Anita Holtsclaw’s work The Waves combines the artist’s stated “interests in the landscape and the role it plays in recorded media, where our experience of place is altered and framed by the experience of viewing rather than visiting places.” Over a timeframe of 15 minutes, Anita’s waves wash over the screen, almost spilling on the gallery floor, creating a cross-current in the TV’s perpendicular orientation to the real sea lapping at the shore, just 200 metres away.

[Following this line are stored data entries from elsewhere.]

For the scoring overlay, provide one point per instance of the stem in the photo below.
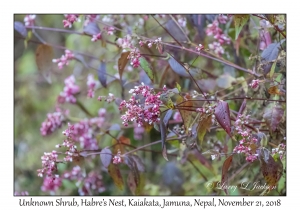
(152, 143)
(83, 108)
(204, 177)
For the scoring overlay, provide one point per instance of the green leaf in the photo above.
(115, 174)
(147, 68)
(239, 22)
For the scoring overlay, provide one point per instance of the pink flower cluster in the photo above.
(248, 142)
(91, 184)
(51, 185)
(23, 193)
(64, 60)
(280, 150)
(92, 85)
(221, 39)
(110, 98)
(134, 58)
(138, 131)
(126, 42)
(29, 20)
(70, 19)
(254, 84)
(53, 122)
(69, 91)
(145, 109)
(96, 37)
(49, 167)
(109, 30)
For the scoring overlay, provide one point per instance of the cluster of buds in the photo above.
(142, 109)
(248, 143)
(64, 60)
(92, 85)
(117, 158)
(53, 122)
(134, 58)
(109, 30)
(96, 37)
(280, 150)
(201, 47)
(221, 39)
(29, 20)
(70, 19)
(254, 84)
(126, 42)
(110, 98)
(150, 43)
(49, 165)
(70, 89)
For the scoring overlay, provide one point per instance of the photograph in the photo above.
(149, 105)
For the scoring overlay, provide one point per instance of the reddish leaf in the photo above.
(242, 107)
(105, 156)
(43, 58)
(130, 162)
(271, 169)
(223, 116)
(186, 115)
(135, 189)
(122, 140)
(168, 116)
(115, 174)
(273, 115)
(91, 29)
(204, 125)
(225, 168)
(102, 77)
(122, 62)
(139, 163)
(19, 27)
(196, 155)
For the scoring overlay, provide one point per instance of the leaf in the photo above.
(135, 189)
(177, 67)
(122, 62)
(204, 125)
(130, 162)
(147, 68)
(271, 169)
(274, 91)
(273, 115)
(186, 115)
(102, 77)
(242, 107)
(43, 58)
(226, 165)
(167, 116)
(239, 22)
(105, 156)
(269, 55)
(176, 32)
(19, 27)
(115, 174)
(91, 29)
(139, 163)
(223, 116)
(196, 155)
(225, 81)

Set on Cronulla Beach, Daniel Mudie Cunningham’s True Colours remakes Cyndi Lauper’s hit music video of the same name. Here, the artist reimagines the stylised beach setting of the original True Colors video as the Sydney beach Cronulla; as he describes it, “a lurid scene awash with the true blue colours of Australian nationalism.” It’s a remake that Daniel says “amplifies these connotations as a device to ‘queer’ the distorted symbols of Australian nationalism that initiated the homosocial mob violence and territorial tribalism performed at Cronulla on the day of the riots”.
These works are exhibited on their various monitors, media players and controllers, with minimal regard for intervening in the gallery construct. The cables and cords lie as they fell, coiling and twisting on the floor like surfboard leg-ropes, tethering screens to their power outlets in the same way a surfer is connected to her surfboard.
[Insert reality TV program here]
You read this far and you didn’t change channels – thank you, I hope you enjoy the show.